This tour of Ernesto Hemingway’s Madrid is a bit of a pub crawl but, hey, if you’re going to follow in the footsteps of Papa, you’re gonna get drunk.
I am a huge fan of getting to know a city by way of wandering and an even bigger fan of Ernest Hemingway (or Don Ernesto as he was known in Spain). So on a trip to Madrid for the Mad Cool Festival with my friend Sarah, it was a no-brainer to design my very own walking tour of Hemingway’s Madrid.
Sarah was a trooper and followed along on this adventure where we matched Hemingway drink-for-drink on this fun and rather debaucherous way to explore Madrid.
Tip: If you want to start with brunch instead of ending with dinner, start this tour at Botín and end at La Venencia. Either way, make sure to get a good food base!
Here we go!
We are starting at Museo Chicote, but this isn’t a museum; it’s a cocktail bar with as much history as a museum.
Museo Chicote first opened its revolving doors in 1931 and its cozy booths welcomed people like Frank Sinatra and Ava Gardner alongside journalists like Hemingway who describes the bar in those pre-war days in his short story The Denunciation:
“In those days the snobs among the rich young men of Madrid hung out at something called the Nuevo Club and the good guys went to Chicote’s. A lot of people went there that I did not like, the same as at The Stork, say, but I was never in Chicote’s that it wasn’t pleasant. One reason was that you did not talk politics there. There were cafés where you went for politics and nothing else but you didn’t talk politics at Chicote’s. You talked plenty of the other five subjects though and in the evening the best-looking girls in the town showed up there and it was the place to start an evening from, all right, and we had all started some fine ones from there.”
The Denunciation takes place, however, in November 1937 as the Spanish Civil War is raging. Hemingway goes on to describe the bar like this:
“They were shelling up the Gran Via and I went into Chicote’s to wait it out. It was noisy and crowded and I sat at a little table in one corner against the sandbagged window with the meat on the bench beside me and drank a gin and tonic water. It was that week that we discovered they still had tonic water.

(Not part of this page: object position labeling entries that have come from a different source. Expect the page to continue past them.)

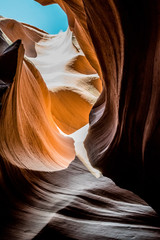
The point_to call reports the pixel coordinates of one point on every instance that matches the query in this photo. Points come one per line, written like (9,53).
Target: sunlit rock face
(90,94)
(123,40)
(54,88)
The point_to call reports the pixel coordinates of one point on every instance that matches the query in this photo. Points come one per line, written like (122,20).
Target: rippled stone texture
(123,140)
(51,92)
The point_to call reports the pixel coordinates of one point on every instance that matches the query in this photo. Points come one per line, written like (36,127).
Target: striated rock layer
(91,92)
(121,41)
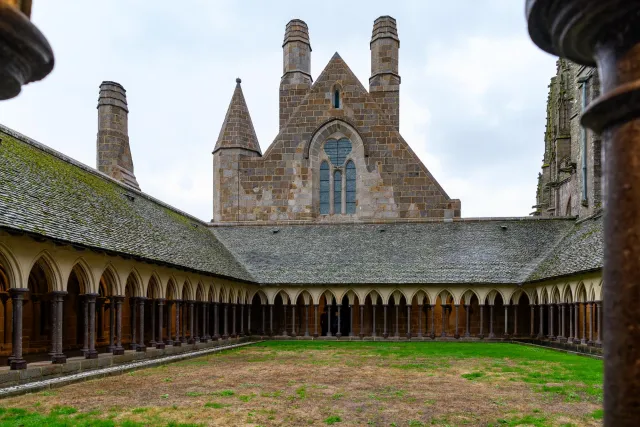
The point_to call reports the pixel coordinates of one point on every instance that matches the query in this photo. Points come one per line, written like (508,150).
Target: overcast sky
(472,104)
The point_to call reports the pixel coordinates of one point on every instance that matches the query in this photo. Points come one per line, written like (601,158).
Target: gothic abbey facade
(337,230)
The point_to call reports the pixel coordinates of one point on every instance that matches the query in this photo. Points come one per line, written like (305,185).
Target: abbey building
(336,231)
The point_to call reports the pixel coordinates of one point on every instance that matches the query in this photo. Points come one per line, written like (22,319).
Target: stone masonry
(284,183)
(113,152)
(570,183)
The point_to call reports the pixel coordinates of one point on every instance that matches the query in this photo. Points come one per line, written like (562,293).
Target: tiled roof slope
(45,193)
(480,251)
(580,250)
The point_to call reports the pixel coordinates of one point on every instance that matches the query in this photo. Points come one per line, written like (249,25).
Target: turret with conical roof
(237,129)
(237,141)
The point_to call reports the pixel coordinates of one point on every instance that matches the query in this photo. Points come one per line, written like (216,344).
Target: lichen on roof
(44,193)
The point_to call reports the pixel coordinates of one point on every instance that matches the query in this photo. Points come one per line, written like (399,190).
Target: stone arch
(467,295)
(581,293)
(331,127)
(134,283)
(10,268)
(81,271)
(374,295)
(109,284)
(50,268)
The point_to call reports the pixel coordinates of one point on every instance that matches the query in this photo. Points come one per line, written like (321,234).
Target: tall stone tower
(384,83)
(296,78)
(237,140)
(113,151)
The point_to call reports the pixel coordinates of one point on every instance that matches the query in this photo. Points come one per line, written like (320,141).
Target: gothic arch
(10,267)
(330,127)
(50,268)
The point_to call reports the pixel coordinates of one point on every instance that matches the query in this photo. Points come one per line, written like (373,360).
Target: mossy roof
(579,250)
(45,193)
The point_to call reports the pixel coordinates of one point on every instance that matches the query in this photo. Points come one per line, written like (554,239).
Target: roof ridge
(45,148)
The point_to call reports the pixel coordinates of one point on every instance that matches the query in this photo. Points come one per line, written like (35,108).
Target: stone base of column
(18,364)
(58,359)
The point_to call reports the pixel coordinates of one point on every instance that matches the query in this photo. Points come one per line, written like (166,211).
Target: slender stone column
(17,298)
(225,321)
(350,320)
(384,333)
(112,325)
(284,317)
(293,320)
(169,340)
(533,320)
(270,319)
(118,350)
(584,323)
(177,342)
(551,329)
(85,309)
(506,321)
(491,334)
(192,335)
(233,323)
(466,328)
(432,307)
(373,315)
(160,343)
(60,356)
(315,324)
(541,331)
(591,305)
(184,316)
(133,305)
(141,346)
(92,353)
(216,321)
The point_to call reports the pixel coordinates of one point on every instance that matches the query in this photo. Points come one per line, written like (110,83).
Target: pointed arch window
(351,187)
(324,189)
(337,179)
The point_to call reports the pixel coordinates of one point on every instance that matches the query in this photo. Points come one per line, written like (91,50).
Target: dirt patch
(261,385)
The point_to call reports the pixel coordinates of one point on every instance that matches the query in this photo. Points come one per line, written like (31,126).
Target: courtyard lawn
(335,383)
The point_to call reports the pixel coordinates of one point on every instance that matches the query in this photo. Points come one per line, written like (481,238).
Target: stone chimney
(113,152)
(296,78)
(384,83)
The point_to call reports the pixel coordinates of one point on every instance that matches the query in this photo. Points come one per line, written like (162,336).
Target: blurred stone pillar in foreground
(606,33)
(25,55)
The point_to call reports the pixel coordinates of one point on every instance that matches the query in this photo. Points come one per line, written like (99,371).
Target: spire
(237,129)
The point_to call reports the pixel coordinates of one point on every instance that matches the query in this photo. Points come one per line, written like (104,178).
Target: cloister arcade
(58,301)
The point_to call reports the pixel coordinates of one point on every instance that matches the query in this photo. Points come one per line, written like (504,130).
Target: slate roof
(466,251)
(237,128)
(582,249)
(43,192)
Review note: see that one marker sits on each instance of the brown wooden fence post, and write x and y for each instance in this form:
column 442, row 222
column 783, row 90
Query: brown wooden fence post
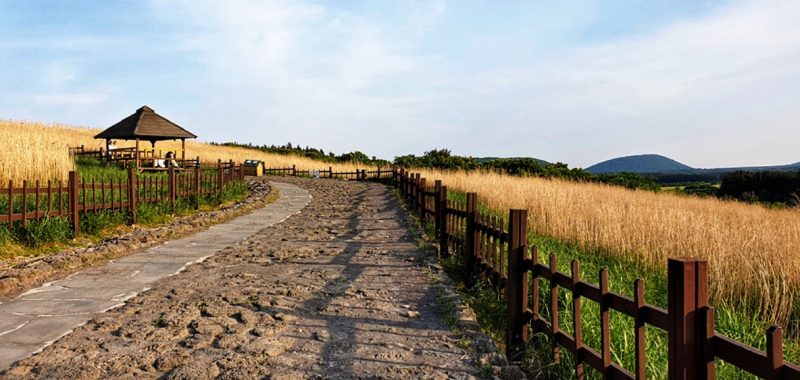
column 423, row 216
column 442, row 200
column 471, row 239
column 132, row 195
column 687, row 287
column 220, row 179
column 437, row 219
column 172, row 189
column 404, row 183
column 415, row 189
column 197, row 187
column 517, row 291
column 401, row 179
column 73, row 203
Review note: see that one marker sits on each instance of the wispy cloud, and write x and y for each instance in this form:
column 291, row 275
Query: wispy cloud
column 716, row 85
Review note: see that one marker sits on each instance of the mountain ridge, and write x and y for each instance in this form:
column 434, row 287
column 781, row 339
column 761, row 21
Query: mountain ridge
column 658, row 164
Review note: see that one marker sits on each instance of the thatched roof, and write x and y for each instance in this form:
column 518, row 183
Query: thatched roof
column 146, row 125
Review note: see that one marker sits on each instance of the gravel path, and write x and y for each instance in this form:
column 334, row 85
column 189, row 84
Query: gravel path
column 336, row 292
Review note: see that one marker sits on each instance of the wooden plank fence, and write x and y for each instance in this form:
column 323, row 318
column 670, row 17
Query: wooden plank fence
column 498, row 251
column 358, row 174
column 76, row 196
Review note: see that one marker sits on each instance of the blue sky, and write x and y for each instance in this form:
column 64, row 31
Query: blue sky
column 709, row 83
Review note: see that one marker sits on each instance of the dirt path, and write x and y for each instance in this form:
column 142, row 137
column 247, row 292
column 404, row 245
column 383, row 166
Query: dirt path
column 333, row 292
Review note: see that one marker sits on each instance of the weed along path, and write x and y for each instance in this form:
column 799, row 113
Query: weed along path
column 42, row 315
column 336, row 291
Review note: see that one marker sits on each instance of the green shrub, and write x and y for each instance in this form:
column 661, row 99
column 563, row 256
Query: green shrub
column 233, row 191
column 43, row 231
column 5, row 234
column 94, row 222
column 152, row 213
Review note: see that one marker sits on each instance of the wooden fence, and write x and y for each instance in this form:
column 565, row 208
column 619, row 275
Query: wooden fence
column 81, row 151
column 76, row 196
column 499, row 252
column 358, row 174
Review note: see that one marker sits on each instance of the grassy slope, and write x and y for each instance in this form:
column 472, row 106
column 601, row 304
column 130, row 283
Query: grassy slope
column 54, row 234
column 732, row 320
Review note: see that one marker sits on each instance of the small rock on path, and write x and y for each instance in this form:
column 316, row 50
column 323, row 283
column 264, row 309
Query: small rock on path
column 333, row 292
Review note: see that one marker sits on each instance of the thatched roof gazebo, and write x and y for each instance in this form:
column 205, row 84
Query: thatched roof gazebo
column 146, row 125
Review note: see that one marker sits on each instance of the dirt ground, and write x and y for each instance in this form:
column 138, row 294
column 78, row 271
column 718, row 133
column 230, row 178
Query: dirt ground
column 338, row 291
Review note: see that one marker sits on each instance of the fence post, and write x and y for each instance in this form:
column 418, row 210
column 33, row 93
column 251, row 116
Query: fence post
column 197, row 187
column 132, row 195
column 423, row 216
column 517, row 291
column 415, row 188
column 442, row 201
column 172, row 189
column 437, row 219
column 73, row 203
column 471, row 239
column 220, row 179
column 687, row 293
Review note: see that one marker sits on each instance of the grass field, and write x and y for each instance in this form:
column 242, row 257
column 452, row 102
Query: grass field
column 752, row 250
column 34, row 151
column 733, row 319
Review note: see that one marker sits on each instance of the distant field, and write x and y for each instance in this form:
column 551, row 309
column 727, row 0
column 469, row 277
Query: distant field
column 36, row 151
column 752, row 250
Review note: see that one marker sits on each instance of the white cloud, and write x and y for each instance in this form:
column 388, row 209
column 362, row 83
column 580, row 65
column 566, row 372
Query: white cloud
column 74, row 99
column 716, row 78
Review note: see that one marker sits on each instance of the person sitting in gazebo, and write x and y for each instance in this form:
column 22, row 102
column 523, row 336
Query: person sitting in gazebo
column 166, row 162
column 111, row 147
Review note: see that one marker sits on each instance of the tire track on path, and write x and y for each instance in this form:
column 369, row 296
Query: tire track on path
column 336, row 292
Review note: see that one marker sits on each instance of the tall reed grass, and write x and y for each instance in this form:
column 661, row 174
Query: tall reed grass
column 36, row 151
column 752, row 251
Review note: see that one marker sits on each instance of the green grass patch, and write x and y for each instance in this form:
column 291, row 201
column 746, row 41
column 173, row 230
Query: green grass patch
column 37, row 233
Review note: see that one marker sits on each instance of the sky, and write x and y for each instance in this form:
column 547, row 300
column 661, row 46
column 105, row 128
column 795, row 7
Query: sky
column 708, row 83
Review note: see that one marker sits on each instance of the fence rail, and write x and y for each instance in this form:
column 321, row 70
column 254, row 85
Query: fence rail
column 78, row 196
column 498, row 251
column 358, row 174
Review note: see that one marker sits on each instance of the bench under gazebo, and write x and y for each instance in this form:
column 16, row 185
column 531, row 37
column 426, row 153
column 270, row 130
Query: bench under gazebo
column 143, row 125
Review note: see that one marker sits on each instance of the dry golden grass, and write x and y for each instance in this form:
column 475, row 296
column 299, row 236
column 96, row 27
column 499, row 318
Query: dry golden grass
column 752, row 251
column 34, row 151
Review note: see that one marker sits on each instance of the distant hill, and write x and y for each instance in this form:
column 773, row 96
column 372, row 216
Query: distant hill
column 644, row 163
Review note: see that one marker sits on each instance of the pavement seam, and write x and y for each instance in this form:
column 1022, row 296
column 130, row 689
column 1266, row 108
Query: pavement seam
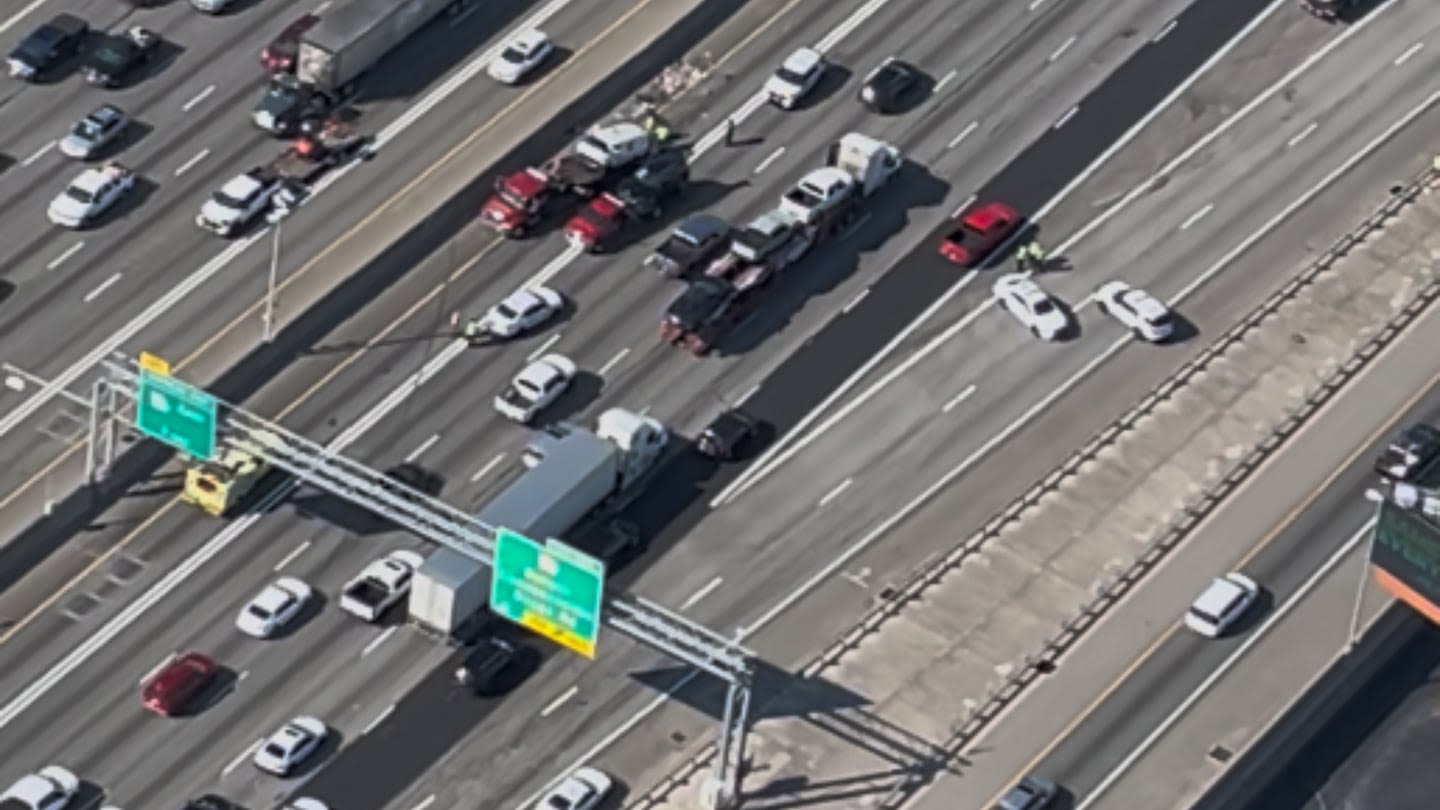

No one had ordered any since the war started and it was still the same price as before the revolt.”
We had a much more light-hearted experience at Museo Chicote, but the gin was just as refreshing, and while we weren’t ducking shells, the cool, dark bar was a welcome place to escape the summertime heat of Madrid.
Address: Gran Vía 12
El Retiro is a peaceful place in the mind of one of Hemingway’s most famous characters, so I imagine it was a place of repose for the man himself.
In For Whom the Bell Tolls, Robert Jordan tells Maria that he will take her to Madrid where they will walk in the park and row in the lake. He knows he is dreaming, or spending time in “unreality” as he calls it, but the daydream calms them both even as they know they will face a bloody fight against the Fascists the next morning.
Address: Plaza de la Independencia 7
A group of Germans opened this beer hall in 1904 and Hemingway came here often. He describes Cervecería Alemana as a “good cafe and beer place on the Plaza Santa Ana in Madrid” in a Life magazine article.
He came to La Alemana so often, in fact, that he has his very own table near the window looking out over the plaza.
I can see why he liked it. It’s unpretentious with cheap beer and a jolly atmosphere.
Address: Plaza Santa Ana 6
If you want to eat like Hemingway, you must try the roasted suckling pig at Sobrino de Botín, the oldest restaurant in the world where Hemingway would often dine and write at an upstairs table.
In The Sun Also Rises, Jake and Brett experience Hemingway’s favorite Madrid meal: “We lunched upstairs at Botin’s. It is one of the best restaurants in the world. We had roast young suckling pig and drank rioja alta.”
We weren’t able to get a table upstairs, but we did follow the winding, spiral staircase downstairs where we found plenty of wine.
There were also plenty of plates of suckling pig and the paella that the owner says his grandfather tried to teach Hemingway to make (unsuccessfully).
Address: Calle de los Cucchilleros 17
A walking tour of Hemingway’s Madrid would be wildly incomplete without a stop at La Venencia. I have no photos of this place because none are allowed. The old Civil War rules still apply: no pictures, no spitting on the floor, and no tipping.
This was once a place for Republicans to sip sherry and swap war stories. To this day, no pictures should be taken because the wartime patrons wanted to drink sherry without being identified and marked by the Fascists.
This Hemingway haunt, where your tab is drawn in front of you in the form of white chalk tallies on the bar, takes the American equivalent of a “dive bar” to a whole new level.
I can definitely picture Hemingway here, drinking his sherry and soaking up all of the news from the front.
As for us, we stood at the bar (which is what you do here) despite the fact that we were barely standing after a day in Hemingway’s Madrid!
This was one of my favorite stops, but every one of Hemingway’s favorite places in Madrid is packed with history and good booze.